The official reason for discontinuing the event is multifaceted. Organizers can’t afford it, the new generation of riders may not be on point with the intention of the ride and the staging area in the Pentagon parking lot has not gone smoothly as it once did. Patriot Harley will miss the hoopla that comes with it. “That’s our biggest weekend,” said Kevin Hardy, Patriot marketing manager.

The morning of the ride, five or six thousand cyclists would gather in Fairfax, and then set out on eastbound I-66 with a police escort to the Pentagon parking lot where they stage for the parade. “It’s morphed into a huge patriotic event, the whole Harley subculture goes along those lines,” said Hardy, who hopes it won’t ride off into the sunset this coming May. He’s hoping for a new corporate sponsor but none have stepped up at this point.

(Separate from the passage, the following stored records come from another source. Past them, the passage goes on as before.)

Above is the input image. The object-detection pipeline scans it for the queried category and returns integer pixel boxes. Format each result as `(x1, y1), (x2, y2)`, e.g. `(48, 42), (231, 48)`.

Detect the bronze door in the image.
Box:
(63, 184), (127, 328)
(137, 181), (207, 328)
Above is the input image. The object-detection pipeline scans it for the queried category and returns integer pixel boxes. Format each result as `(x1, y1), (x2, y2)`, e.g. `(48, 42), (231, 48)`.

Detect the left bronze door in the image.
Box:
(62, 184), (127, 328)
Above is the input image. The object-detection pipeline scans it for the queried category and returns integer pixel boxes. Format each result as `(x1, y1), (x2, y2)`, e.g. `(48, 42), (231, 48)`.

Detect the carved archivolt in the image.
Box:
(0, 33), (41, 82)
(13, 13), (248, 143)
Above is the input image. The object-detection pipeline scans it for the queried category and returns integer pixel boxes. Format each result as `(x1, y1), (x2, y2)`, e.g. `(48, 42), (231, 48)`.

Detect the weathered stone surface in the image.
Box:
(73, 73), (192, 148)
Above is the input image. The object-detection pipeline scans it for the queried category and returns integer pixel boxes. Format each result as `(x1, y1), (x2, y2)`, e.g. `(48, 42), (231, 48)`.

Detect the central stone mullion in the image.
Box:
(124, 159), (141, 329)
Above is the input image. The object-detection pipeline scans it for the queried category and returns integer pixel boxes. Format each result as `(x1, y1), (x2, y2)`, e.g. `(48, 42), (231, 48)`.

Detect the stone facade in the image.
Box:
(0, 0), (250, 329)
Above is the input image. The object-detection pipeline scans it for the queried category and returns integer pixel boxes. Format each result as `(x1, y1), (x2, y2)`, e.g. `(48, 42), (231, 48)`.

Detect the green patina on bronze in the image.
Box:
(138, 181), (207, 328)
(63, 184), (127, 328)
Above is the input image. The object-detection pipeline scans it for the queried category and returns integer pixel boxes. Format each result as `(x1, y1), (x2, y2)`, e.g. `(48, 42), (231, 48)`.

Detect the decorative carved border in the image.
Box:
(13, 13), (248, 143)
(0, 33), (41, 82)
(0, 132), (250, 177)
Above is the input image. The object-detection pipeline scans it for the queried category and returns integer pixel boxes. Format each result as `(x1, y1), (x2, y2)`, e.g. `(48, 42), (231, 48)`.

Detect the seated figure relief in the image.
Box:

According to Sgt. Artie Muller, Founder and Executive Director of Rolling Thunder, Inc., cites the parking and harassment of supporters and sponsors in past years. “As a result of changing times the organization and Mission needed to be reorganized and reevaluated,” he said in a letter that will be sent out in January. There is hope for it though but not on the level that was seen in the past. “We will continue the POW/MIA Mission through our ninety Rolling Thunder State Chapters across America coordinating demonstrations starting 2020 Memorial Weekend in their own states, or joining forces with other state chapters,” he said.

The cyclists have been gathering at Patriot for the last 20 of the 32 Rolling Thunder events. The thousands of motorcycles that come into town for the weekend contribute to the local economy so it may be missed economically as well. Hardy realizes the corporate sponsorship that is needed may be just wishful thinking, and borrowed a line from Bob Dylan’s playlist.

“The Times They Are A-Changin,” he said.